Xie, Qing; Zhang, Yu; Janzen, Eli; Edgar, James H; Xu, Xiaoji G.
Afiliación
  • Xie Q; Department of Chemistry, Lehigh University, Bethlehem, PA, US.
  • Zhang Y; Ames National Laboratory, Iowa State University, Ames, IA, US.
  • Janzen E; Tim Taylor Department of Chemical Engineering, Kansas State University, Manhattan, KS, US.
  • Edgar JH; Tim Taylor Department of Chemical Engineering, Kansas State University, Manhattan, KS, US.
  • Xu XG; Department of Chemistry, Lehigh University, Bethlehem, PA, US. xgx214@lehigh.edu.
Nat Nanotechnol ; 19(8): 1108-1115, 2024 Aug.

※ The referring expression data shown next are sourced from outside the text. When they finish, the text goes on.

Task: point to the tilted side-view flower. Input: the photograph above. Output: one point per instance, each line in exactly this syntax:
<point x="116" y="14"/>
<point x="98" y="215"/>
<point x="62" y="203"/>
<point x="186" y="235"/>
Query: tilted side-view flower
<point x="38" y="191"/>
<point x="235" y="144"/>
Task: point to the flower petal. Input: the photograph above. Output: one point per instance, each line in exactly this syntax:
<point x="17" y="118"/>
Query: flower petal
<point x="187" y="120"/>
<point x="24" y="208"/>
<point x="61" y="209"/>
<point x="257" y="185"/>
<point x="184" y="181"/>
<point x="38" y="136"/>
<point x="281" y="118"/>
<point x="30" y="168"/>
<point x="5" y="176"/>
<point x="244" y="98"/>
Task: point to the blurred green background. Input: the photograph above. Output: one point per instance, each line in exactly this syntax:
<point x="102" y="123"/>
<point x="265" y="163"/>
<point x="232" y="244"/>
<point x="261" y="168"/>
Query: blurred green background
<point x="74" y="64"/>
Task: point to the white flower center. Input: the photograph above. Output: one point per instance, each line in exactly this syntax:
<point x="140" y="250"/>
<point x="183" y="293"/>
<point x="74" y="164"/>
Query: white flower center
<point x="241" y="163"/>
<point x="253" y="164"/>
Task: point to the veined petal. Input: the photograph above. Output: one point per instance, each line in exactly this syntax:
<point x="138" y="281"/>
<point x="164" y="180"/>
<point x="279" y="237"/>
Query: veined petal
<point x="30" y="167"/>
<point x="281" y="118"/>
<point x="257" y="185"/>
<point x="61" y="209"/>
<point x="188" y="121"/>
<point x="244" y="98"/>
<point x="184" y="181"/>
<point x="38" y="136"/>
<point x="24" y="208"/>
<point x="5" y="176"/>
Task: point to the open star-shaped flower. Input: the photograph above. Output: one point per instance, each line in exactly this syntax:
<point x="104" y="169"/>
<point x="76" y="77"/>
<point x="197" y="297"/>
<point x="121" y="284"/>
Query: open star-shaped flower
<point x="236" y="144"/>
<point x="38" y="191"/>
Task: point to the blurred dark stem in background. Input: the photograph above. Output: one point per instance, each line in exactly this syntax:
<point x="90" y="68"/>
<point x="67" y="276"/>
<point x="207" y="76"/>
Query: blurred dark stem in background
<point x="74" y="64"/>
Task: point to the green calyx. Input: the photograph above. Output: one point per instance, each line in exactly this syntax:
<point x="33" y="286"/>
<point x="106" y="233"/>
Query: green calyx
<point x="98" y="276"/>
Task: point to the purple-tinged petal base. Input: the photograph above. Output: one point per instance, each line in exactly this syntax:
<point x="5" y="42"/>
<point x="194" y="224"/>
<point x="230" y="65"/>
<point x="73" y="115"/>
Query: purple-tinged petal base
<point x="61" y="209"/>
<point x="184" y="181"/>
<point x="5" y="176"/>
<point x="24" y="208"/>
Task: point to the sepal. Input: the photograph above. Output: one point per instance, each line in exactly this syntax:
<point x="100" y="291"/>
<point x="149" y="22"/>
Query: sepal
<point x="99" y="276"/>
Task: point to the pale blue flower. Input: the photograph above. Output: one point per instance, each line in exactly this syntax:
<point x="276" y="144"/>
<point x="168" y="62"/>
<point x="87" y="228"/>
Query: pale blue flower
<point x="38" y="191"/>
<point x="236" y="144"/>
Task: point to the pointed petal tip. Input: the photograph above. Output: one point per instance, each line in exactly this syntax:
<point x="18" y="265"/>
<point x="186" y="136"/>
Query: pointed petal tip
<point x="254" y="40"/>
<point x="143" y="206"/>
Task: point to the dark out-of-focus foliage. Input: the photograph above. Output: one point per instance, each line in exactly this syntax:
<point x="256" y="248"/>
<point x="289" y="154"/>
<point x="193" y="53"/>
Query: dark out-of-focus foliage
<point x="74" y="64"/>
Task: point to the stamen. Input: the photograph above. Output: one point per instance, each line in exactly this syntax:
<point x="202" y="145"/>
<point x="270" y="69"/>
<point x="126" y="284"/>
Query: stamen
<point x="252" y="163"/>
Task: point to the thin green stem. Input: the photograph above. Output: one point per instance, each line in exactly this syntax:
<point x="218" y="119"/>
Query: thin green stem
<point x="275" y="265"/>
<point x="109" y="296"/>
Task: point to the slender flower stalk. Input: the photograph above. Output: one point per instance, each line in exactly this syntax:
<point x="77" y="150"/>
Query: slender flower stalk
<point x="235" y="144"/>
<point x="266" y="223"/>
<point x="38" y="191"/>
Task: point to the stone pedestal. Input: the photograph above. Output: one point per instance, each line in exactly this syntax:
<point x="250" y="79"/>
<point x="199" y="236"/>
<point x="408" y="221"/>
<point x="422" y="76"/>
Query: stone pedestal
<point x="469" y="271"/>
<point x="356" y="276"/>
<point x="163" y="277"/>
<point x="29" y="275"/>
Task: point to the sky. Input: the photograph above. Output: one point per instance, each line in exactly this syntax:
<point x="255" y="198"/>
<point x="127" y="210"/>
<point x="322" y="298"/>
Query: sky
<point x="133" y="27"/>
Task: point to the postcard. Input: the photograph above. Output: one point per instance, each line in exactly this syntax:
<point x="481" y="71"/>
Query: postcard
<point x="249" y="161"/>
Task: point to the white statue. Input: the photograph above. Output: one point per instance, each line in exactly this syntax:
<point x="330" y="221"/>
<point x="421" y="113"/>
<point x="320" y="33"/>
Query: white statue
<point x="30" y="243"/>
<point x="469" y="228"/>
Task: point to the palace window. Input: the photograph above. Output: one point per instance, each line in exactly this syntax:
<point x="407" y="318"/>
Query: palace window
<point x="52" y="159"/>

Article en En | MEDLINE | ID: mdl-38750165
ABSTRACT
For decades, infrared (IR) spectroscopy has advanced on two distinct frontiers enhancing spatial resolution and broadening spectroscopic information. Although atomic force microscopy (AFM)-based IR microscopy overcomes Abbe's diffraction limit and reaches sub-10 nm spatial resolutions, time-domain two-dimensional IR spectroscopy (2DIR) provides insights into molecular structures, mode coupling and energy transfers. Here we bridge the boundary between these two techniques and develop AFM-2DIR nanospectroscopy. Our method offers the spatial precision of AFM in combination with the rich spectroscopic information provided by 2DIR. This approach mechanically detects the sample's photothermal responses to a tip-enhanced femtosecond IR pulse sequence and extracts spatially resolved spectroscopic information via FFTs. In a proof-of-principle experiment, we elucidate the anharmonicity of a carbonyl vibrational mode. Further, leveraging the near-field photons' high momenta from the tip enhancement for phase matching, we photothermally probe hyperbolic phonon polaritons in isotope-enriched h10BN. Our measurements unveil an energy transfer between phonon polaritons and phonons, as well as among different polariton modes, possibly aided by scattering at interfaces. The AFM-2DIR nanospectroscopy enables the in situ investigations of vibrational anharmonicity, coupling and energy transfers in heterogeneous materials and nanostructures, especially suitable for unravelling the relaxation process in two-dimensional materials at IR frequencies.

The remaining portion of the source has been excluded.